After August 5, I encountered Hadi again, this time transformed into a public figure: a leader of the Inqilab Manch. Until then, I had barely known the organization existed, let alone that he led it. 

What immediately stood out was his voice—loud, forceful, unrestrained. He spoke without hedging, without apology. Sometimes he swore. Sometimes he crossed into abuse. 

It could be uncomfortable to listen to. Yet it would be dishonest to deny the effect. There was a raw, magnetic power in his speeches.

The dynamism and the flair

Hadi was, in many ways, filling a vacuum—the absence of a visible, articulate, moderate right-wing youth leadership in Bangladesh over the past decade. 

This gap had briefly surfaced before, most notably in the rise of former DUCSU vice president Nurul Haque Nur. Hadi stepped into that empty space with volume and certainty.

But that power came with consequences. I believe his followers were instrumental in forming several of the early mobs, and too often I did not see him taking decisive steps to restrain them. 

Just days ago, people emerging from his rally attempted to attack a leftist gathering in Shahbag. The tension was acute; violence felt imminent. The situation was eventually defused—perhaps because Hadi later moderated his tone. 

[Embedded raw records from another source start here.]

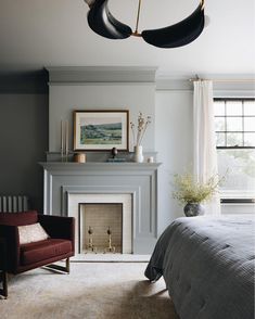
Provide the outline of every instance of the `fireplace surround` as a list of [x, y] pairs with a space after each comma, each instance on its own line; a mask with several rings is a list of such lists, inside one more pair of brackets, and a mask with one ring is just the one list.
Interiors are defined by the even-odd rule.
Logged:
[[[72, 196], [98, 195], [98, 199], [102, 197], [103, 203], [105, 201], [103, 196], [117, 197], [127, 194], [131, 199], [130, 252], [152, 253], [157, 240], [158, 163], [44, 162], [40, 164], [44, 171], [44, 214], [73, 216]], [[78, 203], [81, 202], [80, 200]], [[78, 226], [76, 229], [78, 231]], [[78, 243], [76, 253], [78, 253], [77, 247]]]

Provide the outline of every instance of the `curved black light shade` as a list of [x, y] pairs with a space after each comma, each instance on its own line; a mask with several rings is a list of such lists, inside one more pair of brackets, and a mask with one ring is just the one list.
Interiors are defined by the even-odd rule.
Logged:
[[177, 48], [195, 40], [204, 28], [204, 9], [200, 4], [187, 18], [171, 26], [143, 30], [142, 38], [158, 48]]
[[109, 39], [126, 39], [131, 36], [129, 26], [117, 21], [107, 8], [109, 0], [95, 0], [88, 12], [90, 28], [98, 35]]

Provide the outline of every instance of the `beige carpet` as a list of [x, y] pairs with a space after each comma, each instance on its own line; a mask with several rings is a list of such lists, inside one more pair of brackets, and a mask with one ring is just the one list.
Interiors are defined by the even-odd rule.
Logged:
[[71, 275], [36, 269], [15, 276], [1, 319], [177, 319], [164, 280], [145, 263], [72, 263]]

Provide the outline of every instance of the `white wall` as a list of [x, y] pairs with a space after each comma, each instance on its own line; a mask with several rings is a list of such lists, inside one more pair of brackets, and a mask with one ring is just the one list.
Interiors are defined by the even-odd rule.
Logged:
[[[137, 123], [138, 112], [155, 118], [154, 84], [52, 85], [49, 102], [49, 150], [60, 151], [61, 118], [69, 122], [69, 145], [73, 148], [74, 110], [129, 110], [129, 119]], [[154, 126], [144, 136], [144, 151], [154, 151]], [[130, 151], [132, 143], [130, 141]]]
[[155, 149], [162, 163], [158, 170], [158, 232], [183, 216], [171, 196], [173, 175], [192, 163], [192, 99], [189, 90], [156, 91]]

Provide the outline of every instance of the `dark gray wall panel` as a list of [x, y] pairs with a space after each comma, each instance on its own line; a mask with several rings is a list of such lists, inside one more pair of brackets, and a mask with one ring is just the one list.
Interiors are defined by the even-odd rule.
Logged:
[[26, 194], [39, 212], [48, 113], [48, 94], [0, 94], [0, 194]]

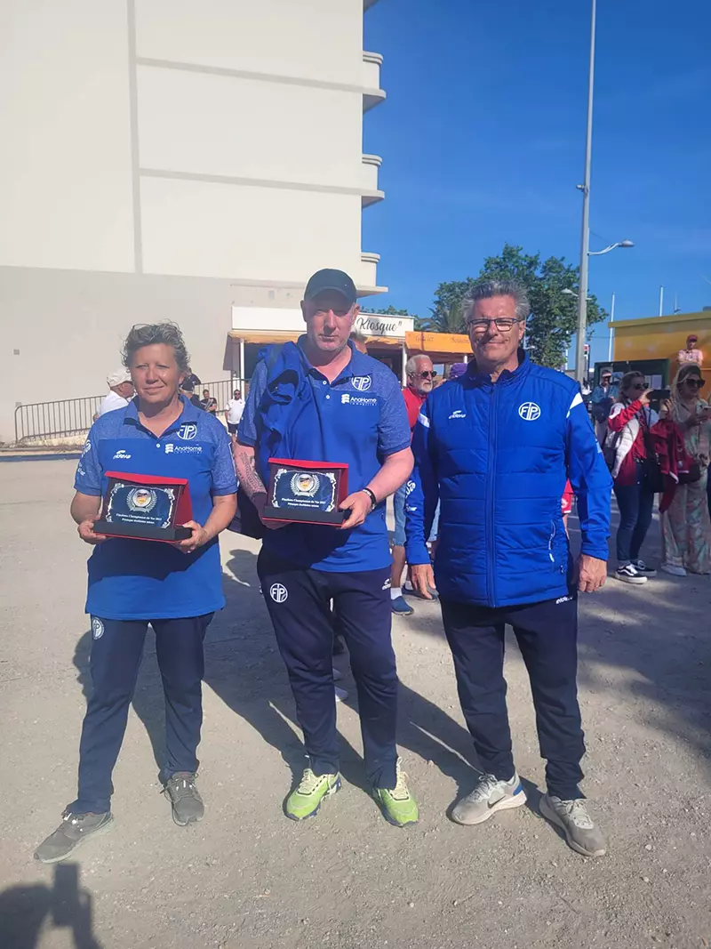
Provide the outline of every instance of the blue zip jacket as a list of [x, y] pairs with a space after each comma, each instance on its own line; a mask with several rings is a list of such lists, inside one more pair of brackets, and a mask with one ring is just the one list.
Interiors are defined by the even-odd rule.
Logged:
[[406, 504], [408, 563], [426, 564], [437, 501], [437, 588], [483, 606], [566, 596], [573, 564], [560, 499], [577, 498], [582, 552], [608, 559], [610, 472], [577, 382], [533, 365], [496, 383], [472, 363], [428, 397], [415, 425]]

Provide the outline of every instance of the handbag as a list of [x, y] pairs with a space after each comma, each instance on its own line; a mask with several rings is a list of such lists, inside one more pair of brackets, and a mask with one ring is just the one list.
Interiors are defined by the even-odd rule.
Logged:
[[609, 471], [612, 471], [617, 460], [617, 444], [622, 437], [622, 432], [610, 432], [602, 446], [602, 456]]
[[649, 422], [645, 410], [642, 410], [640, 418], [642, 426], [642, 437], [645, 442], [645, 474], [647, 475], [647, 485], [652, 494], [661, 494], [665, 491], [665, 476], [662, 474], [662, 466], [659, 463], [659, 456], [654, 451], [654, 444], [649, 434]]

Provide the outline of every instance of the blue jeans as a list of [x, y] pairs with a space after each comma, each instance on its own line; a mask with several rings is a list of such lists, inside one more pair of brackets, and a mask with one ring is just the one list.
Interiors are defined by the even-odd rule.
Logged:
[[639, 559], [647, 531], [652, 521], [654, 494], [649, 491], [644, 463], [637, 462], [637, 483], [614, 486], [620, 509], [617, 529], [617, 566], [626, 567]]

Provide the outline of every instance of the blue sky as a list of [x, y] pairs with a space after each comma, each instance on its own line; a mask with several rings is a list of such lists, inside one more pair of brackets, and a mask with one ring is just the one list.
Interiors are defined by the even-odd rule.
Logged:
[[[711, 3], [598, 0], [590, 285], [615, 319], [711, 305]], [[503, 243], [577, 263], [587, 0], [380, 0], [365, 48], [386, 102], [364, 151], [386, 199], [363, 214], [381, 254], [377, 304], [426, 313], [441, 281], [476, 275]], [[607, 352], [607, 329], [593, 359]]]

But such restraint was rare.

That rarity, more than anything else, is what unsettles me.

I once believed Sharif Osman Hadi might grow into a formidable national leader—precisely because of that uncompromising voice. I assumed time would temper it, that experience would teach him restraint without dulling conviction. 

I imagined him learning the burdens of leadership, perhaps one day taking a seat in Parliament and speaking even more forcefully, but with purpose rather than fury.

That future was foreclosed by a bullet.

And no, this was not inexplicable. In fact, it is almost painfully obvious who benefits from such a killing—and why it happened when it did. When a rising political voice is silenced at a moment of volatility, sympathy does not disperse randomly; it flows in predictable directions. 

Martyrdom is politically efficient. Turning a young leader into a symbol and then exploiting the ensuing chaos is among the oldest tactics in the region’s playbook. This was repetition.

Hadi could have mattered. He might have become a consequential figure in Bangladesh’s center-right politics, occupying the vast, neglected space between the left and the far right. 

He had the potential to mediate rather than polarize, to channel anger into structure, to turn noise into negotiation. That possibility was destroyed—not by fate, but by design.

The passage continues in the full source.